File ".../views.py", line 60, in view_handler_bla
  c = pickle.load(f)
AttributeError: 'module' object has no attribute 'MyClass'

It seems to me that the MyClass definition is missing in whatever namespace the view code executes? I had hoped (assumed) that pickling is a somewhat opaque process which allows me to read a blob of data into whichever place I chose. (More on Python's class names and namespaces is here.)

How can I handle this properly? (Ideally without having to import stuff across...) Can I somehow find the current namespace and inject MyClass (like this answer seems to suggest)?

Poor Solution

It seems to me that if I refrain from defining and using MyClass and instead fall back to plain built-in datatypes, this wouldn't be a problem. In fact, I could "serialize" the MyClass object into a sequence of calls that pickle the individual elements of the MyClass instance:

# 'Manual' serialization of c works, because all elements are built-in types.
pickle.dump(c.data, f, -1)
pickle.dump(c.more, f, -1)
...

This would defeat the purpose of wrapping data into classes though.

Note

Pickling takes care only of the state of a class, not of any functions defined in the scope of the class (e.g. do_sth() in the above example). That means that loading a MyClass instance into a different namespace without the proper class definition loads only the instance data; calling a missing function like do_sth() will cause an AttributeError.

回答1:

Use dill instead of pickle, because dill by default pickles by serializing the class definition and not by reference.

>>> import dill
>>> class MyClass:
...   def __init__(self): 
...     self.data = set()
...     self.more = dict()
...   def do_stuff(self):
...     return sorted(self.more)
... 
>>> c = MyClass()
>>> c.data.add(1)
>>> c.data.add(2)
>>> c.data.add(3)
>>> c.data
set([1, 2, 3])
>>> c.more['1'] = 1
>>> c.more['2'] = 2
>>> c.more['3'] = lambda x:x
>>> def more_stuff(self, x):  
...   return x+1
... 
>>> c.more_stuff = more_stuff
>>> 
>>> with open('my_c.pik', "wb") as f:
...   dill.dump(c, f)
... 
>>> 

Shut down the session, and restart in a new session…

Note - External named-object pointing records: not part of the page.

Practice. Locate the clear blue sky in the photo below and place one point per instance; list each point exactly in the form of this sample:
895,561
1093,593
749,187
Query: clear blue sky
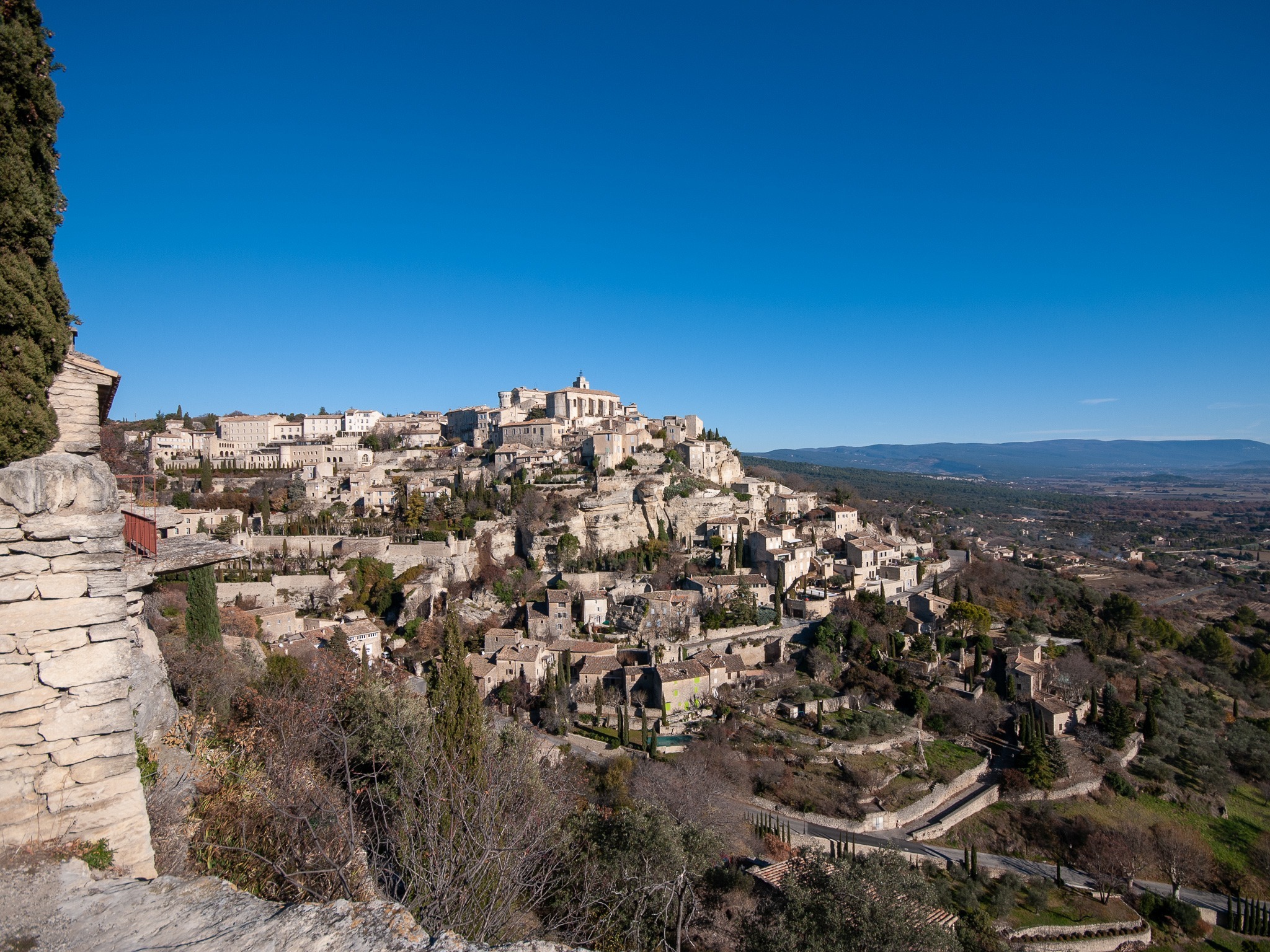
810,224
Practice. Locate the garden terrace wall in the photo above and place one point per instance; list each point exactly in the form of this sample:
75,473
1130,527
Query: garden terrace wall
888,821
79,669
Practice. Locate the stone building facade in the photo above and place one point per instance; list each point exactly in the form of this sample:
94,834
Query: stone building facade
81,672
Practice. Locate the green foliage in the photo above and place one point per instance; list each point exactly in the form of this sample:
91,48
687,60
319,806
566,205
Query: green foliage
644,865
282,673
1117,721
969,619
460,723
146,763
414,511
1122,786
202,615
1121,612
1248,746
1165,910
1210,645
742,609
1036,759
98,856
876,903
1160,632
568,549
35,314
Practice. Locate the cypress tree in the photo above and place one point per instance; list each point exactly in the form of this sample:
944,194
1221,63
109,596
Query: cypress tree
459,726
35,314
202,616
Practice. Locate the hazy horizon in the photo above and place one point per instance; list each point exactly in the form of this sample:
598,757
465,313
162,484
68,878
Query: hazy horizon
812,226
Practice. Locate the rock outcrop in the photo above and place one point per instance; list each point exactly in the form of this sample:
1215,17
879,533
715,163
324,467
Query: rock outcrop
64,907
79,668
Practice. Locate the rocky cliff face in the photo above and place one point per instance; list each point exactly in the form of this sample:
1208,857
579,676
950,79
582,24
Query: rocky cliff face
64,907
79,668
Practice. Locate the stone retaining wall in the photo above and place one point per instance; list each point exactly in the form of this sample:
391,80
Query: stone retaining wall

Python 2.7.8 (default, Jul 13 2014, 02:29:54) 
[GCC 4.2.1 Compatible Apple Clang 4.1 ((tags/Apple/clang-421.11.66))] on darwin
Type "help", "copyright", "credits" or "license" for more information.
>>> import dill
>>> with open('my_c.pik', "rb") as f:
...   c = dill.load(f)
... 
>>> c.data
set([1, 2, 3])
>>> c.more
{'1': 1, '3': <function <lambda> at 0x10473ec80>, '2': 2}
>>> c.do_stuff()
['1', '2', '3']
>>> c.more_stuff(5)
6

Get dill here: https://github.com/uqfoundation/dill



回答2:

Solution 1

On pickle.load, the module __main__ needs to have a function or class called MyClass. This does not need to be the original class with the original source code. You can put other methods in it. It should work.

class MyClass(object):
    pass

with open("my_c.pik", "rb") as f :
    c = pickle.load(f)

Solution 2

Use the copyreg module which is used to register constructors and pickle functions to pickle specific objects. This is the example given by the module for a complex number:

def pickle_complex(c):
    return complex, (c.real, c.imag)

copyreg.pickle(complex, pickle_complex, complex)

Solution 3

Override the persistent_id method of the Pickler and Unpickler. pickler.persistent_id(obj) shall return an identifier that can be resolved by unpickler.persistent_id(id) to the object.



回答3:

The easiest solution is to use cloudpickle:

https://github.com/cloudpipe/cloudpickle

It enabled me to easily send a pickled class file to another machine and unpickle it using cloudpickle again.